• U.S.

SPAIN: The Bull Bums

4 minute read
TIME

Among Anglo-Saxons the passion for bullfights used to be limited largely to such professional tauromaniacs as Novelist Ernest Hemingway, Barnaby (Matador) Conrad and Drama Critic Kenneth Tynan. Next came Actress Ava Gardner, who, like many a lady before her, had trouble choosing between man and beast. But last week Spain was crawling with a new species of Anglo-American characters known, even among themselves, as bull bums. Before a bullfight, these happy eccentrics can usually be found tossing down a fino in the lobby of the leading hotel or paying respects as the matadors nervously squeeze into their tight pants and gilt jackets.

Bullock-Befriending Bard. Bull bums differ considerably from ski bums, tennis bums or beach bums. For one thing, they are only spectators. For another, they are invariably well heeled and can afford the proper clothes, hotels and restaurants as well as the sports cars to make all-night dashes of up to 700 miles from one corrida to the next. The most conspicuous bull bum in Spain last week was U.S. Bachelor Kenneth H. Vanderford, 51, who has seen 94 fights this season and whips from city to city in a red Karmann Ghia.

Vanderford’s main claim to fame is a white beard that combines with a baseball cap and sports shirt to give him a resemblance to that bullock-befriending bard, Ernest “Papa” Hemingway. Vanderford plays his part to the hilt, occasionally signs Hemingway’s name for autograph seekers (growls Papa: “I don’t care if he signs my name as long as he doesn’t sign checks”), and passes out cards bearing his picture, true name and coy inscriptions, reading in Spanish, “Although two drops of water look alike, they are different,” and in English, “Everyone in this ever-loving world looks a little like everyone else.” Vanderford, who is generally called “the phony Hemingway,” retired as an oil-company executive last year, has been in Spain ever since, and says: “I can stay here as long as the stock market doesn’t go to hell.”

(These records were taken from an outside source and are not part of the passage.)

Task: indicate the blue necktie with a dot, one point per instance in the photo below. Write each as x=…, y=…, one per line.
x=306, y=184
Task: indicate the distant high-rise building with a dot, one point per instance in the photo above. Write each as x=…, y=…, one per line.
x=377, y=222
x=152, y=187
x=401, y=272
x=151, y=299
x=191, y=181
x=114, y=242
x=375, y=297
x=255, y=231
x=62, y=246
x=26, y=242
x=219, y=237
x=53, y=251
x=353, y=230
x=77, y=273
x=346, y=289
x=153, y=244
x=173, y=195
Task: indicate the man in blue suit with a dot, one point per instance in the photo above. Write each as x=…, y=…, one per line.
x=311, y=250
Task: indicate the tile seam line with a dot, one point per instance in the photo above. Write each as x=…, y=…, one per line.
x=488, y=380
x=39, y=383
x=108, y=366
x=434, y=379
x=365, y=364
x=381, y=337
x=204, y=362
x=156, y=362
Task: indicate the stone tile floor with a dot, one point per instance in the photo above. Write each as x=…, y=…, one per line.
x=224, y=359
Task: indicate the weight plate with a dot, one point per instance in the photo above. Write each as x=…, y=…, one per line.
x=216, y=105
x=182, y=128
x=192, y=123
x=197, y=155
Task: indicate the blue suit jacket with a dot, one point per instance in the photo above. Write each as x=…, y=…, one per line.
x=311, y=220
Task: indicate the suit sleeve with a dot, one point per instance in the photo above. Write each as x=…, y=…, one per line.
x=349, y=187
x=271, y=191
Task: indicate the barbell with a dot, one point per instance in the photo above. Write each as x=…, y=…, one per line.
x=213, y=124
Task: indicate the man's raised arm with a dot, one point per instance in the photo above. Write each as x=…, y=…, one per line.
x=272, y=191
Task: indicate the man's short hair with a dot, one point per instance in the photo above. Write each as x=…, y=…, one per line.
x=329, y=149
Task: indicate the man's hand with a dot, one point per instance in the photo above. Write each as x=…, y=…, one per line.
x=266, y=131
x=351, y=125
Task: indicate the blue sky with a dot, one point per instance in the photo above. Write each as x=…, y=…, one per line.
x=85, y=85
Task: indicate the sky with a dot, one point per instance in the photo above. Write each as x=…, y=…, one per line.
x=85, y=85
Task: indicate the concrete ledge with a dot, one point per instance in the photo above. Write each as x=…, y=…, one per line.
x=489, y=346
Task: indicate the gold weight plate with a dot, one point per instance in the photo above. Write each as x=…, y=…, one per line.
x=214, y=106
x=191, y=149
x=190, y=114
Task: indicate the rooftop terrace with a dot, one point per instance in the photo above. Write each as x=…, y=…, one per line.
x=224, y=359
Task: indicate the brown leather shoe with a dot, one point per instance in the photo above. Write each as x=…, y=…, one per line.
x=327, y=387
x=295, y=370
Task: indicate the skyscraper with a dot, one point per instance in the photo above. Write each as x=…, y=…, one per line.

Conservative Reluctance. His closest rival is Alice Hall, 57, a retired schoolmarm from Georgia who speaks perfect Spanish with a corn-pone accent. She has been following the bull since the days of Cesar Giron and Litri, has a filing-case memory for every tauromachic fact invented by man or bull. Others in the bull-bum set are Virginia Smith, 28, who spent her Long Island childhood dreaming of castles in Spain, and knew, even before she saw her first bullfight, that she was going to be an aficionado. She has proved it by logging more corrida miles this year than anyone else except Vanderford.

The British contingent is headed by Mrs. Tighe Nickalls, known familiarly as Tiger, a ten-year veteran of traipsing from feria to feria; Colonel Christopher Beckett, who started in the prewar days of Hemingway’s Death in the Afternoon, and thinks the art has declined since Manolete’s time because now “the matadors want to live until tomorrow”; and Nora McAlpine, owner of London’s Dorchester Hotel, who this year brought her 16-year-old daughter to the fights.

Hats & Flowers. Other female aficionados are frowned upon by the purists on the grounds that they are more interested in bullfighters than in bulls. One U.S. girl conducted her own tests in her own way to determine which matador was Numero Uno. All true bull bums obey a strict set of self-imposed rules: 1) Never arrive late and never leave until the last bull is dead. 2) Never smoke before the first bull is pic-ed. 3) Never drink before the third bull is killed (six bulls are fought in most corridas). Women fans throw flowers to their favorite matadors during the vuelta; men pass out either cigars or Cordova hats.

Bullfighters are keenly aware of their new and growing non-Spanish following. “I doubt that a major bullfight will ever again be conducted entirely in Spanish,” said Matador Juan Garcia, known as Mondeño, as he rested after a fight in the Salamanca bullring. Like many other matadors, Mondeño is studying English so he can communicate with all his fans.